The Big Ten loves competition. The member universities will battle it out over any score, trying to top each other in football, basketball, hockey, and ... voting?
Yes, the conference is now seeing the schools putting civic duty on the line with the Big Ten Voting Challenge, trying to increase registration and voter turnout.
It’s an area where there is a first-place prize and a kind of participation award. Two trophies will be given after the 2018 general election — one for the university with the highest voter turnout and one for the most improved in comparison to 2014.
That begs the question: Just how well do Penn Staters do with showing up to the polls?
Let’s just say that there is a lot of room for improvement.

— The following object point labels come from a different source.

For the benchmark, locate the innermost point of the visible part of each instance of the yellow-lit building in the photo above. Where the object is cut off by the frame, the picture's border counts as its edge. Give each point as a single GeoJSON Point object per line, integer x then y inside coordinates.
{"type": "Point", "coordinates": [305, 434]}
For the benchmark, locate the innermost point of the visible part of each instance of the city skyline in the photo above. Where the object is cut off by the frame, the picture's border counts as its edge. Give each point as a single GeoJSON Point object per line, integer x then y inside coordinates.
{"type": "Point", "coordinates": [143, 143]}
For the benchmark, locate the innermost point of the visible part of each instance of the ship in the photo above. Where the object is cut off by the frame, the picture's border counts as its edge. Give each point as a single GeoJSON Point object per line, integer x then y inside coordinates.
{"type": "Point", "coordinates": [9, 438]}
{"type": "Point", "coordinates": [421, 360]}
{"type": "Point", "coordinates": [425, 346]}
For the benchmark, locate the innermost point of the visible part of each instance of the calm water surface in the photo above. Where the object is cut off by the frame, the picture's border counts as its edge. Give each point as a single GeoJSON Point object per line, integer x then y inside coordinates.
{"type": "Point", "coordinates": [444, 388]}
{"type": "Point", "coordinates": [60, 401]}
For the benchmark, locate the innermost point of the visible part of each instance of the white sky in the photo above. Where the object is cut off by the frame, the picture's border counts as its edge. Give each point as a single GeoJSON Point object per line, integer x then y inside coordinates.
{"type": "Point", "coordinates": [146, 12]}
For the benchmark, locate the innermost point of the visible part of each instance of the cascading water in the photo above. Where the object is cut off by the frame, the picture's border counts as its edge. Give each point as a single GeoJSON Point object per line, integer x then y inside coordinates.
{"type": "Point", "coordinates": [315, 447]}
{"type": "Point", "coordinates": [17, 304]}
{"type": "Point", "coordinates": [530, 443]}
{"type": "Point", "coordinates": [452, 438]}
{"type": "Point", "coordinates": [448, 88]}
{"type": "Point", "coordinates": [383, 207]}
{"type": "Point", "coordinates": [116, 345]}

Historically, Penn State students do well with registering. Thousands of students are registered for each of the four State College borough precincts that vote in the HUB-Robeson Center twice a year. How many actually take a minute to pick up a ballot and an “I voted!” sticker? Not so many.
Since 2012, an average of 2.42 percent of the registered voters for those four precincts have voted in the primary. The average goes up to 16.99 percent for the general election. In comparison, the rest of the county’s average for that period is 22 percent for the primaries and 41.35 percent for the generals.
Think that’s bad? Let’s take out the 2012 and 2016 presidential elections. That drops the average to .128 percent for primaries and 2.33 percent for general elections. In two precincts, there were zero voters in the 2013 and 2015 primaries, while another had just one voter show up those days.
And that 2014 benchmark year for the challenge? A congressional midterm year, like 2018, it prompted just 5.17 percent of registered voters to show up at the HUB.
Think that’s applicable for all college kids? Maybe not. Penn State put out a press release on the challenge, which cited the Center for Information and Research on Civic Learning and Engagement at Tufts University, claiming 21 percent of those younger than age 30 turned out to vote in 2014, compared with 36 percent overall, with university turnout at 19 percent.
Penn State groups are trying to counter that.
“College Democrats has been aware of the problem of low voter turnout for several years now, and many groups on and off campus are working to combat it; most students may not live here year-round, but it's important that their voices are heard,” said the group’s secretary, O’Neill Kennedy.
Both the Democratic group and the College Republicans push information on how to vote, how to get information and how to get involved.
“Another method of trying to increase voter turnout is getting involved in political campaigns. We have members involved in local, state and national campaigns; for example, two members of our executive board last year were on the executive board for Students for Hillary, and we have several members who are currently volunteering for mayoral races. They register voters, hand out literature, phone bank and knock on doors,” Kennedy said. “College Democrats also sometimes hosts phonebanking sessions for candidates in general elections.”
College Republicans were also contacted for this story.